Criticizing existing rules for judicial appointments as “unfair, nontransparent and unconstitutional”, a group of legal advocacy, watchdog and human rights organizations have called on the High Council of Justice (HCoJ) to suspend ongoing process of selecting and appointing new judges.
Coalition for Independent and Transparent Judiciary, a group uniting dozens of non-governmental organizations, said a complaint will be filed with the Constitutional Court claiming that the current rule of selecting and appointing judges is in conflict with the constitution.

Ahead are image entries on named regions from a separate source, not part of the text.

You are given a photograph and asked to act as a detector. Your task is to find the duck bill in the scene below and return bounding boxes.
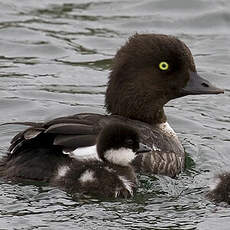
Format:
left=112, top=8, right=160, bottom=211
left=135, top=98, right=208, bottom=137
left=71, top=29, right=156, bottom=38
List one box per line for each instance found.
left=180, top=71, right=224, bottom=96
left=136, top=143, right=152, bottom=154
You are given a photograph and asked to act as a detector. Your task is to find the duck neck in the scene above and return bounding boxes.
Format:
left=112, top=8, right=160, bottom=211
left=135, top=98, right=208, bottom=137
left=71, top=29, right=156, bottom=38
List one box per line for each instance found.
left=130, top=108, right=167, bottom=125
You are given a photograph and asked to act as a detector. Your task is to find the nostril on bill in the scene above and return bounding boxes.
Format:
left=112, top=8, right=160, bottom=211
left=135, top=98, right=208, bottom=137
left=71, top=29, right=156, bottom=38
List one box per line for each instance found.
left=201, top=82, right=209, bottom=87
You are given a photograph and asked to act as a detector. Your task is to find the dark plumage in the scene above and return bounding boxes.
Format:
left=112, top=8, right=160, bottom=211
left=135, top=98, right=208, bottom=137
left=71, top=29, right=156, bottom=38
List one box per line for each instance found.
left=208, top=173, right=230, bottom=204
left=0, top=34, right=223, bottom=181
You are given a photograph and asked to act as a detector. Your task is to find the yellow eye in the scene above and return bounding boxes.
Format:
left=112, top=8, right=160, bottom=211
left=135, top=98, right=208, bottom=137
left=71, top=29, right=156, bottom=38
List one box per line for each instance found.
left=159, top=61, right=169, bottom=70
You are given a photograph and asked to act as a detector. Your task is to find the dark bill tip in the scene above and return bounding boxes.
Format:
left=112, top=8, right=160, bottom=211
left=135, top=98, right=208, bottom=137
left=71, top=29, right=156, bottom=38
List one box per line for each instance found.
left=180, top=72, right=224, bottom=96
left=136, top=143, right=152, bottom=154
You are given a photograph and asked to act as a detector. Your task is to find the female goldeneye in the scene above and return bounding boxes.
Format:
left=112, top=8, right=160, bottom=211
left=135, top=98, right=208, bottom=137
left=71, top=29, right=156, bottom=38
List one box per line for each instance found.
left=208, top=172, right=230, bottom=204
left=50, top=123, right=150, bottom=198
left=2, top=34, right=223, bottom=180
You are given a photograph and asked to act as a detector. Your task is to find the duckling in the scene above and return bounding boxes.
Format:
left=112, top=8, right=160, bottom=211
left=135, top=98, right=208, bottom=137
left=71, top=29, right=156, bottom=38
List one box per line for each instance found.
left=50, top=123, right=150, bottom=198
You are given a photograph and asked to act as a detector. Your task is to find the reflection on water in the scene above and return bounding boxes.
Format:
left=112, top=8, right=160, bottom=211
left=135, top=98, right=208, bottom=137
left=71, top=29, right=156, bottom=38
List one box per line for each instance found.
left=0, top=0, right=230, bottom=229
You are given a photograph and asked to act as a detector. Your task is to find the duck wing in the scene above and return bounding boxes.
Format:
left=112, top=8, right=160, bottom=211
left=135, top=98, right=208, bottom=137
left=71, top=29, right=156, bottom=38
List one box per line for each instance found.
left=6, top=114, right=104, bottom=155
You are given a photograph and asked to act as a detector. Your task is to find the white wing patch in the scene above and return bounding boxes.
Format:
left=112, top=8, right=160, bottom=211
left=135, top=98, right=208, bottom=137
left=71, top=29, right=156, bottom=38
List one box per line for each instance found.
left=79, top=169, right=96, bottom=184
left=105, top=148, right=135, bottom=166
left=63, top=145, right=99, bottom=160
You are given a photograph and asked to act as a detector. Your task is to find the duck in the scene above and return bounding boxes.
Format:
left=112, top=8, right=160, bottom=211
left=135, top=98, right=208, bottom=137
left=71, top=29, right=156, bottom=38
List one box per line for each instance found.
left=207, top=172, right=230, bottom=205
left=0, top=34, right=224, bottom=181
left=49, top=123, right=150, bottom=198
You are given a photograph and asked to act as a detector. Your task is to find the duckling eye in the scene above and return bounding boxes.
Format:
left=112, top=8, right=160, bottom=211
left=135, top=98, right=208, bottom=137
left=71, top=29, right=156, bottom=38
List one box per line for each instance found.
left=159, top=61, right=169, bottom=71
left=125, top=139, right=134, bottom=147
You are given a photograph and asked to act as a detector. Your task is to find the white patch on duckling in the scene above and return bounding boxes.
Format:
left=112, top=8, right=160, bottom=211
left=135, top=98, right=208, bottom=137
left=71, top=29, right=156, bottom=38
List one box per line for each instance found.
left=79, top=169, right=95, bottom=184
left=157, top=122, right=184, bottom=151
left=105, top=148, right=135, bottom=166
left=57, top=165, right=70, bottom=179
left=208, top=177, right=221, bottom=191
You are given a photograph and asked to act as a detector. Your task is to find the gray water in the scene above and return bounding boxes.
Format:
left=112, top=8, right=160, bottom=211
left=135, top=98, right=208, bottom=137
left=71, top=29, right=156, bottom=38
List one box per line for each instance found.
left=0, top=0, right=230, bottom=230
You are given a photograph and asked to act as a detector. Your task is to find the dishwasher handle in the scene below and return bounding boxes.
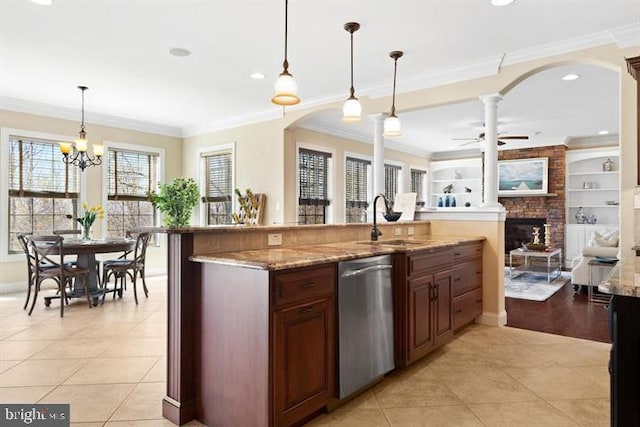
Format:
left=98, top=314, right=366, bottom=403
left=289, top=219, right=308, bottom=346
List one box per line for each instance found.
left=340, top=264, right=393, bottom=278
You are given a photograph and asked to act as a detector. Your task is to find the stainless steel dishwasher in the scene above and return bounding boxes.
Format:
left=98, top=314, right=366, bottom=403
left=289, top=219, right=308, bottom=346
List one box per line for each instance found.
left=338, top=255, right=395, bottom=399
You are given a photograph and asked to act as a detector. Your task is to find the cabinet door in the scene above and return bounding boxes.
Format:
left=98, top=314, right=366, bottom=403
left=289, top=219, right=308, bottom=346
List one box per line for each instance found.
left=273, top=298, right=335, bottom=426
left=407, top=275, right=434, bottom=361
left=432, top=271, right=453, bottom=346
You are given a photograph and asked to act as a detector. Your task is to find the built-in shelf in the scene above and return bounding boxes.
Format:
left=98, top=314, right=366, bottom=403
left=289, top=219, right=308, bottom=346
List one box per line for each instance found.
left=498, top=193, right=558, bottom=197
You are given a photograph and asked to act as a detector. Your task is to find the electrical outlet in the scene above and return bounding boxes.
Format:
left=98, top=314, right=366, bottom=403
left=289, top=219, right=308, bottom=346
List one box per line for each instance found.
left=267, top=233, right=282, bottom=246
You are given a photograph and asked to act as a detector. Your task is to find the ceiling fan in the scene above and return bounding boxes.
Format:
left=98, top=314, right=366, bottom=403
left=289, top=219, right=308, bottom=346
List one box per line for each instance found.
left=452, top=132, right=529, bottom=147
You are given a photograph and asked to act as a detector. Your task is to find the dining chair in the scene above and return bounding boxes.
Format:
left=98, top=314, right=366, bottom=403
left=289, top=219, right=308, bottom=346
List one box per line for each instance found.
left=102, top=231, right=151, bottom=304
left=27, top=236, right=92, bottom=317
left=16, top=233, right=59, bottom=310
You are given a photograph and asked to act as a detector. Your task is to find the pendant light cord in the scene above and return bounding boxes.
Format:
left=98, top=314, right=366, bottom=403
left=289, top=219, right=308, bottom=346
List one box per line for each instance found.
left=349, top=31, right=355, bottom=98
left=391, top=58, right=398, bottom=117
left=282, top=0, right=289, bottom=73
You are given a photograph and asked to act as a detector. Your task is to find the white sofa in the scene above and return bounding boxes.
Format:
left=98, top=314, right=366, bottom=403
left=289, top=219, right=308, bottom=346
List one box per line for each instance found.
left=571, top=229, right=619, bottom=289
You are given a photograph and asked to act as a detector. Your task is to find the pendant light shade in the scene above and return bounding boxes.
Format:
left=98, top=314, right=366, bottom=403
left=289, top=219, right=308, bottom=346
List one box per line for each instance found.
left=342, top=22, right=362, bottom=123
left=382, top=50, right=403, bottom=138
left=60, top=86, right=104, bottom=172
left=271, top=0, right=300, bottom=105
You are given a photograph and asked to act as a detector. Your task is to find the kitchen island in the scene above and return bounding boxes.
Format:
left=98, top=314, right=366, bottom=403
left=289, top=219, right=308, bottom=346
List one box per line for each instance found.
left=598, top=257, right=640, bottom=427
left=163, top=221, right=483, bottom=427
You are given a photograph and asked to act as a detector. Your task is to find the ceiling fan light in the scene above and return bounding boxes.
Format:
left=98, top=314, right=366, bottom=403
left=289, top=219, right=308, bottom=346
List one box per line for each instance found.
left=342, top=96, right=362, bottom=123
left=382, top=115, right=402, bottom=138
left=271, top=71, right=300, bottom=105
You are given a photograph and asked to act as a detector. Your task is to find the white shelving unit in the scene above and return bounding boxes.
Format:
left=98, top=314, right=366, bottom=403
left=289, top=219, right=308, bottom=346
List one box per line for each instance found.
left=565, top=147, right=620, bottom=267
left=429, top=157, right=482, bottom=208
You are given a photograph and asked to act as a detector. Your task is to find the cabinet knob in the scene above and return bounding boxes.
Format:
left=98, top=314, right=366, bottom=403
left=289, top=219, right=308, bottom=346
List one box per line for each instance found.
left=300, top=282, right=316, bottom=289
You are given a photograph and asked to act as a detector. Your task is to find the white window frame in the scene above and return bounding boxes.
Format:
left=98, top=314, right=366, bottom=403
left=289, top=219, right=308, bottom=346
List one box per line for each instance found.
left=0, top=127, right=86, bottom=262
left=295, top=142, right=337, bottom=224
left=342, top=151, right=374, bottom=223
left=195, top=142, right=237, bottom=226
left=100, top=141, right=166, bottom=247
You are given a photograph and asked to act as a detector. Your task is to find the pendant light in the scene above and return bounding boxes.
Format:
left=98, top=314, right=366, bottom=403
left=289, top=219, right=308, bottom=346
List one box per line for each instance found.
left=342, top=22, right=362, bottom=123
left=271, top=0, right=300, bottom=105
left=382, top=50, right=403, bottom=138
left=60, top=86, right=104, bottom=172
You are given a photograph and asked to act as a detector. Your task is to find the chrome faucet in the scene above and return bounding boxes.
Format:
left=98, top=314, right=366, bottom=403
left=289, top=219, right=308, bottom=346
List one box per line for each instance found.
left=371, top=193, right=387, bottom=242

The coalition argues that existing rule, according to which decisions on judicial appointments, which is made by HCoJ members through secret ballot, does not require from this body to provide any justification for its decision, and judicial candidates have no possibility to appeal decision to court.

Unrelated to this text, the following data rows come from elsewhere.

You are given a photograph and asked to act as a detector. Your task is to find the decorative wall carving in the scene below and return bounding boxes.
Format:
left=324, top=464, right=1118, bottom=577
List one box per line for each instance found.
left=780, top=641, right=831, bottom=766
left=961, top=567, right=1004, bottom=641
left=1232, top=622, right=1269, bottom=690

The issue of judicial appointments has become contentious especially after HCoJ’s highly controversial decision to re-appoint Girgvliani case judge Levan Murusidze in late December. The criticism of HCoJ further intensified after chairman of Tbilisi City Court, Mamuka Akhvlediani, alleged earlier this month that answers to judge certification exams were leaked from the HCoJ to at least one of the candidates. Akhvlediani says that after voicing these allegations the HCoJ launched disciplinary proceedings against him.
Newly appointed or re-appointed judges will serve before retirement following a three-year probationary period, according to current rules.
Coalition for Independent and Transparent Judiciary has also launched a petition, which calls for suspending the process, saying HCoJ’s decisions on judicial appointments, as well as on disciplinary proceedings, “demonstrate the fact that they are not made on the basis of objective factors and criteria.”
“On the contrary, these decisions are governed by interests and agreements made in conspiracy among different power groups,” reads the petition. “The current crisis, unhealthy influences on judges and attempts of specific groups to gain control over them, is supported by flawed legislation. As a result of this process: the High Council of Justice appoints and rejects judicial candidates without providing any justification; the Council avoids consideration of minimal selection criteria established in the legislation and does not ensure fairness of the process, which should aim to select candidates based on merit; the decisions to appoint or reject a judicial candidate cannot be appealed.”
President Giorgi Margvelashvili also raised this issue in his annual state of the nation address in the Parliament on February 3 and called on the lawmakers to consider reforming of the HCoJ by making it possible to appeal Council’s decisions on judicial appointments to the Supreme Court; distributing nine seats, allocated for judges in the HCoJ, evenly between representatives of all three levels of courts (City Courts; Appeals Courts and Supreme Court); strengthening of the role of a legal consultative council at the Supreme Court, including in respect of HCoJ’s decision-making process over appointment of new judges.